Jacob wrestling with the easy button

i was flipping though the radio channels this morning and tripped over The Light's broadcast of Dr. David Jeremiah.  He was talking about giving everything over to Him.  He was talking about getting under His Yoke and that yoke isn't the oxen kind we might think is it. I didn't hear the whole sermon but i heard enough to hear him go on about how stress free life could be if we hand it all over to Him. It really can't be that easy to walk around stress free & flip it around if i have stress am i guilty of not submitting my will to His?

i should know better, but i guess i don't.  I don't think i am phony, maybe my Buddhist dad's visit is messing with me, but i don't think so.  This has been slowly simmering.  It might be a mix of doubt and a mix of maturity that life is not that black and white.  So what now?  What do i do with complex troubles and doubts?  Or do i just simply let them go?  Sounds too easy...and yet IF my faith were strong enough is it simply this easy? 

If i were to runaway and hide from the world, i think i would find a nice Mennonite community to take me in and shelter me.  Grass really looks bright green from this side but I know that's only an illusion.  So I think for now I will shake off dust and resume older habits and see if this diminishes the shadows.  I am going to pray more than I have been, work on my bible studies again and be more honest with Him about the Thomas-thoughts and issues I have.  Sometimes I feel wrong to have them, I should know better, I do but still.  How do you get back stuff lost?  Not just faith-life stuff but emotional-life stuff?

Is the bible really my "easy button", Cecelia?  I know, i can't believe i am airing these doubts, it's just i don't understand how things could be the way they are sometimes.  Of course this could be just one of those mid-life crisis things i've always joked about. 

I know it is the Advent season and not the Lenten season, but in Sunday School this week we were discussing the crucifixion.  A line from one of my favorite songs won't quit running through my head.  Natalie Grant's song "Held"..."Can we not wait one hour waiting for our Savior?
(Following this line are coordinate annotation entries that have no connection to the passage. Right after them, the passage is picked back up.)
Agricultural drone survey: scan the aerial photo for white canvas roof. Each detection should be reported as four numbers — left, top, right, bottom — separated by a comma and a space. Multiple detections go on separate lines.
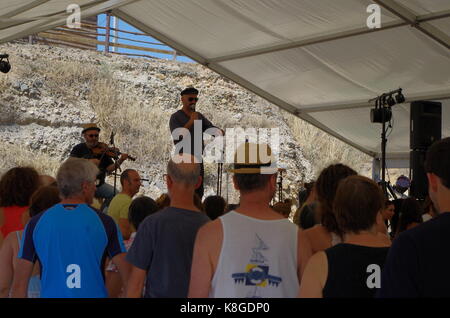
0, 0, 450, 159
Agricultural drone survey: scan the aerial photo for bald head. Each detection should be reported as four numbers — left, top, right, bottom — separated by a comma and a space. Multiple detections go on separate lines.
167, 154, 200, 186
39, 174, 56, 187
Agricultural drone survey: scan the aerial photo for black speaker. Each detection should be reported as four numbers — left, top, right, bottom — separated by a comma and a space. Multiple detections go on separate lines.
409, 101, 442, 149
409, 150, 428, 200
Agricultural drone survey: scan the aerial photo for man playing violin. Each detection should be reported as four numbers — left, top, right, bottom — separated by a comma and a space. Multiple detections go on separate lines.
70, 124, 128, 206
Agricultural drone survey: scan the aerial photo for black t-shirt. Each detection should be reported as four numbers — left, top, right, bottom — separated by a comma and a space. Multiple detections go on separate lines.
169, 109, 215, 155
377, 212, 450, 298
323, 243, 389, 298
70, 142, 114, 185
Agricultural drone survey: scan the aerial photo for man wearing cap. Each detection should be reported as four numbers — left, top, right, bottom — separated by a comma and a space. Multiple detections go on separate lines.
189, 143, 310, 298
70, 124, 128, 205
169, 87, 224, 199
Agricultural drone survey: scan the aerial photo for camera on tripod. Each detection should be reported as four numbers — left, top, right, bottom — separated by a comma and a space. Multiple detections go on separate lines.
369, 88, 406, 199
0, 54, 11, 73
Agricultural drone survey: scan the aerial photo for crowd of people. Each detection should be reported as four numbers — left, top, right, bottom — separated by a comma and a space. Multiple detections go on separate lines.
0, 85, 450, 298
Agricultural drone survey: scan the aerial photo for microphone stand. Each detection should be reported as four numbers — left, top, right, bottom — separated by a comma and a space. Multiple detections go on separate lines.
109, 131, 118, 196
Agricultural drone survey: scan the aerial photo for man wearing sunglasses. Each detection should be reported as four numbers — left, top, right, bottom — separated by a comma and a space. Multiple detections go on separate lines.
70, 124, 128, 208
169, 87, 224, 199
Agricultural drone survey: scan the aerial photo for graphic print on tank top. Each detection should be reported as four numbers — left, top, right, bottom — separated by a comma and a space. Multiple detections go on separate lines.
231, 233, 282, 298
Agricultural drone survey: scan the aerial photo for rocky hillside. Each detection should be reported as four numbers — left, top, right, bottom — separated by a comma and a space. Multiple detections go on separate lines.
0, 43, 368, 202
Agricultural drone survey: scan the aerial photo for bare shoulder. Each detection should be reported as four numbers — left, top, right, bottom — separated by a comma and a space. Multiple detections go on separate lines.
309, 251, 328, 269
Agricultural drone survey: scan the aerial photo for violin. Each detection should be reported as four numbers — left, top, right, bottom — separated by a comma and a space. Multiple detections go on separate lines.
91, 142, 136, 161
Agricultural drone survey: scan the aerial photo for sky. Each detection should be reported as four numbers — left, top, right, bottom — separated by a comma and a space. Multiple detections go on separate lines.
97, 14, 195, 63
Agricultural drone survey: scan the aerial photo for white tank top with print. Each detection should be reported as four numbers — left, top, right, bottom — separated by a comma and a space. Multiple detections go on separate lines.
209, 211, 299, 298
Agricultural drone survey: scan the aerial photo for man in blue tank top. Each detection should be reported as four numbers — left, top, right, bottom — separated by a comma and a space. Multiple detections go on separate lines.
12, 158, 129, 298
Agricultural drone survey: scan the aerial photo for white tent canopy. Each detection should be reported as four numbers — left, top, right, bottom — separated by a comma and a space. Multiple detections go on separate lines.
0, 0, 450, 163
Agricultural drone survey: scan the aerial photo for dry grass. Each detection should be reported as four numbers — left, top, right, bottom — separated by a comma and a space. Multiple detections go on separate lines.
0, 143, 61, 176
284, 114, 371, 176
88, 78, 172, 166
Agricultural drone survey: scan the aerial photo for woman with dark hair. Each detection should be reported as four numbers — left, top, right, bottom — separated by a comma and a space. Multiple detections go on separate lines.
395, 198, 423, 237
0, 186, 61, 298
300, 176, 390, 298
293, 182, 319, 230
304, 164, 357, 254
203, 195, 227, 220
0, 167, 39, 238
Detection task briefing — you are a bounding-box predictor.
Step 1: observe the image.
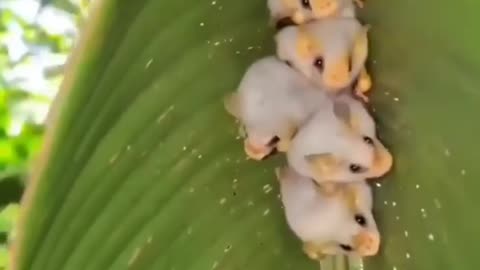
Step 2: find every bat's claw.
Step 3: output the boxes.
[303,242,325,261]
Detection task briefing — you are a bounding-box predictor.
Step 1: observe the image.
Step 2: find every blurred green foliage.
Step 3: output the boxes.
[0,0,84,270]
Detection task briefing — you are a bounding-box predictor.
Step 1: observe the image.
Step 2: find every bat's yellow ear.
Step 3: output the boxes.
[223,93,240,118]
[305,153,339,182]
[297,27,318,58]
[333,101,360,133]
[352,25,370,70]
[344,186,359,214]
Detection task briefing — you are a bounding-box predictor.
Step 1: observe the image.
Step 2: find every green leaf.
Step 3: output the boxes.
[13,0,480,270]
[0,204,19,236]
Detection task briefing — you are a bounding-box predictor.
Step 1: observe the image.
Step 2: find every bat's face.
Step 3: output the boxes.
[276,18,368,92]
[324,182,380,256]
[305,98,393,183]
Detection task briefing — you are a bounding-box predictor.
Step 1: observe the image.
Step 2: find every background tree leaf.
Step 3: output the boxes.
[14,0,480,270]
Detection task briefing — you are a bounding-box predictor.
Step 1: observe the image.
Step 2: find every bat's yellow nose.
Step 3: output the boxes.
[323,61,350,90]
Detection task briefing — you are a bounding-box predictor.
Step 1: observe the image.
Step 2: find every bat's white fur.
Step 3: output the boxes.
[267,0,355,23]
[225,57,328,152]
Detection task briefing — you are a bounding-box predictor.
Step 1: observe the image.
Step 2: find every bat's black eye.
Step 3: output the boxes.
[355,214,367,227]
[300,0,312,9]
[363,136,373,145]
[349,164,363,173]
[340,244,353,251]
[313,57,324,72]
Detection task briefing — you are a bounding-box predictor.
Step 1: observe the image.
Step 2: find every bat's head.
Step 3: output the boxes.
[305,96,393,183]
[276,18,368,92]
[278,0,344,24]
[323,181,380,256]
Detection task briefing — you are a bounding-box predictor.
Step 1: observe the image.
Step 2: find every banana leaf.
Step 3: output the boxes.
[11,0,480,270]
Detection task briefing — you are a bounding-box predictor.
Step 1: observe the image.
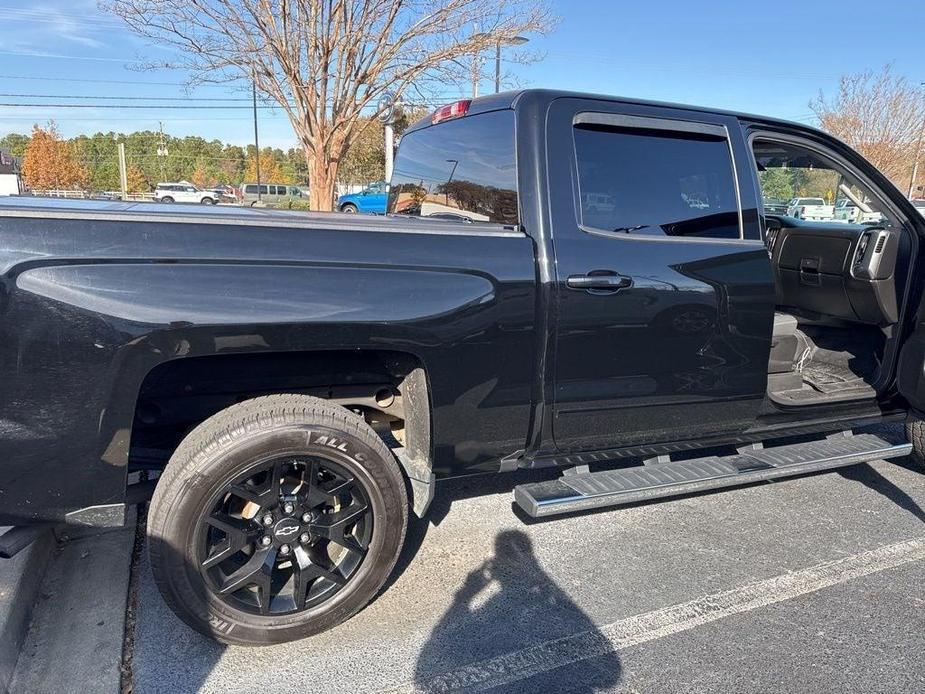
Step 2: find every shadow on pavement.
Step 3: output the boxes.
[839,458,925,523]
[415,530,622,692]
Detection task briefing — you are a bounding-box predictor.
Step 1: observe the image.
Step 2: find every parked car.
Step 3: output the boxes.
[761,198,789,215]
[209,185,240,204]
[787,198,835,222]
[337,181,389,214]
[154,181,218,205]
[241,183,308,207]
[0,90,925,645]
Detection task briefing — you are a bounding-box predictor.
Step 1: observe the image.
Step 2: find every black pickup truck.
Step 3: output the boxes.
[0,90,925,644]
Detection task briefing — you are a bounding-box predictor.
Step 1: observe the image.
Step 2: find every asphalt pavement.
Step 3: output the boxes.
[133,428,925,694]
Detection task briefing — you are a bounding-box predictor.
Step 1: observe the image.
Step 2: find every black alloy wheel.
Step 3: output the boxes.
[147,394,408,646]
[199,456,373,615]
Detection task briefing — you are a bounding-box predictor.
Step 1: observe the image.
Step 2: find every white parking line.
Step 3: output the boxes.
[388,537,925,694]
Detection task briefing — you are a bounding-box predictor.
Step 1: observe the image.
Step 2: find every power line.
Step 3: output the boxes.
[0,93,250,102]
[0,51,135,63]
[0,75,242,89]
[0,103,280,111]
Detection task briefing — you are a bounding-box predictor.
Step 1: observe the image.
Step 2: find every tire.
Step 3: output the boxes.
[906,414,925,472]
[147,395,408,646]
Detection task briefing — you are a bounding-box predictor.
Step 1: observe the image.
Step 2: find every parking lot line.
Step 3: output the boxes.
[387,537,925,694]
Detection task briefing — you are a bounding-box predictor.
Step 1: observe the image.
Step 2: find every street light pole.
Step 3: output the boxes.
[251,74,263,202]
[906,82,925,200]
[495,36,530,94]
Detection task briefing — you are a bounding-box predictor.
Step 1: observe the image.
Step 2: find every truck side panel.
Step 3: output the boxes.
[0,216,535,524]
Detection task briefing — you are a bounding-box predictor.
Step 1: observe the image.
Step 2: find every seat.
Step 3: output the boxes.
[768,312,800,374]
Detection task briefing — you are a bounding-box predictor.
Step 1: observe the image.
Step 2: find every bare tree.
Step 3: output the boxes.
[809,65,925,189]
[101,0,554,210]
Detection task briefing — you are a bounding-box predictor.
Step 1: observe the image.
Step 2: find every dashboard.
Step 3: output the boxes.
[766,215,901,326]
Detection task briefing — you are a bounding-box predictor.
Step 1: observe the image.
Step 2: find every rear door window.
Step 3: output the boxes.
[388,110,518,224]
[574,119,741,239]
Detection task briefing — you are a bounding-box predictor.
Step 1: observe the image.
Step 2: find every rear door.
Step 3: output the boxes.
[547,99,774,452]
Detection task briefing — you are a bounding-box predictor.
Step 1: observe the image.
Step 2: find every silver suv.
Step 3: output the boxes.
[154,181,218,205]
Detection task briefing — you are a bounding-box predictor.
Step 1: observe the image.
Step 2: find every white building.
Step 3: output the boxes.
[0,149,23,195]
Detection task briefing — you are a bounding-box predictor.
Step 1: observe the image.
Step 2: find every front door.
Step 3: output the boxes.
[547,99,775,452]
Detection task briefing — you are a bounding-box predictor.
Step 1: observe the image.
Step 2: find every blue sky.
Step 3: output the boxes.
[0,0,925,147]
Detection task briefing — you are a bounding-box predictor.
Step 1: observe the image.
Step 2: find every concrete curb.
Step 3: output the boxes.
[0,528,55,693]
[8,508,135,694]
This is what it means to be held..."  I guess i hold on, sit tight and wait, but i will not be sitting still.  I am going to wrestle this thing like Jacob.  There is an answer and i refuse to give up without finding it.

12.04.2011

christmas time

I want a tree
& more than that
I want to trim it with carols and laughter 
Christmas memories made new 
traditions old
& more than that
dreams once laid to rest come about
I want 
i want
want want want...
is it wrong to want those things i can't have
not sure,
but still
i want
gold ribbons, tinsel, old ornaments, evergreens, smell of cinnamon & spice
dusty dreams, suitcases that are travel weary, & plenty of such
sigh
bring on the mulled wine and rum laced eggnog.